他从来都知道霍长君的心意,也从来都没有真正在意过,他对她好几分,不过是霍家还有用。他对她笑一笑,也不过是想让她听话,别坏了他的事罢了。
从头到尾,他就在算计她。
从未曾谋面之前她就被他挑中,从成婚之后她就被他利用。这十年来,每时每刻,他在她身上从未放弃过一刻可以榨取利益的时候。
他看着她往坑里跳,他知道她会难过,他还是会毫不手软地动手,毫不仁慈地算计她。
他也从不后悔。
他、不后悔。
“我、不、后、悔。”
他咬着牙说出了这四个字,头颅埋在霍长君的颈窝里低语,不叫任何人看见他的面容,眼角却忍不住湿润了。
他不会后悔,不该后悔的。
这是他的行事准则,他奉为圭臬。
第39章 准她再嫁 国宴之上,皇帝被刺杀,顿时……
国宴之上, 皇帝被刺杀,顿时人心惶惶,陛下命人彻查。
可更让人慌乱的是使臣死了, 死在混战之中。
消息一传回燕国,只怕两国之间非战不可,顿时朝堂气氛更是严峻。
早朝上,所有的大臣都默默寡言, 不敢开口, 还是林山河力主出战,“微臣愿意担当主将一职。”
可即便是这样,情况还是不容乐观。
朝臣们看着他不大利索的右手,齐齐叹了口气。且不说林山河身负旧伤,身体根本吃不消, 便说先前谢行之所派遣的将领前去, 林山河在一旁辅佐,同样是打的败仗。

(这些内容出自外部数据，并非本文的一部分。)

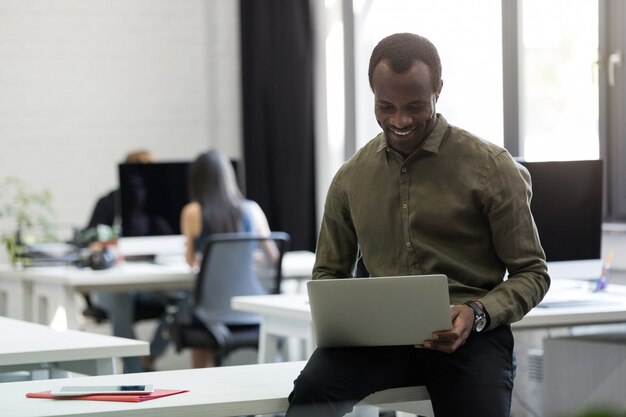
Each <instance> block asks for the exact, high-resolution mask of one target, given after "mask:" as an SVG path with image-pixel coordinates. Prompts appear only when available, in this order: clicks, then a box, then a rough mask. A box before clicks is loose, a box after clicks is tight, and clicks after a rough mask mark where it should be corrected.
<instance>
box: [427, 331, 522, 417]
mask: <svg viewBox="0 0 626 417" xmlns="http://www.w3.org/2000/svg"><path fill="white" fill-rule="evenodd" d="M433 353H437V354H438V355H436V356H437V359H436V360H435V361H433V362H432V364H433V369H431V370H430V372H429V375H427V376H426V377H427V380H428V382H427V386H428V390H429V392H430V397H431V402H432V406H433V411H434V412H435V415H436V416H437V417H508V416H509V414H510V410H511V393H512V390H513V380H514V378H515V368H516V362H515V357H514V355H513V335H512V334H511V330H510V328H509V327H508V326H502V327H500V328H498V329H494V330H492V331H489V332H486V333H483V334H476V333H473V334H472V335H471V336H470V337H469V339H468V340H467V342H466V343H465V344H464V345H463V346H462V347H461V348H459V349H458V350H457V351H456V352H455V353H453V354H445V353H440V352H433Z"/></svg>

便是此次让他领兵, 也没有几个人相信他能战胜燕军。但除了他, 朝堂里也再寻不出第二个更合适的人选了。
边关常年冲突, 死伤无数,年轻一辈的将领青黄不接,根本找不出几个合适的人。
而站在朝堂上的这些人,大多数是文官,对边关的形势局面从未实地了解过, 不熟悉天幕, 不熟悉那里的风土人情,更不熟悉铁帽王的战术,只会纸上谈兵。
倒是还有两个合适的人选, 一个赵成洲,从前在天幕城打过仗,另一个林晨绍,刚从天幕回来。
可是,便是这两个人对上铁帽王也丝毫没有胜算。





皇后今天被废了吗 皇后今天被废了吗 第34节
所有人都低垂着头,眼底没了光亮,仿佛末日之战早已来临,大汉危矣。
*
御书房里,谢行之桌前放着烛龙令,身下跪着一个一身玄色服装的男子,面容冰冷,眼底透着愤恨。
李德让站在一旁,久不现身的燕七也出现了。
恢弘庄严的殿宇,冰冷凝固的气氛,透着诡异的四个人。
恭王浑身狼狈,被人按着肩膀,不得不跪在地上。他看着意气风发的谢行之,愤怒与怨恨让他恨不得和谢行之同归于尽。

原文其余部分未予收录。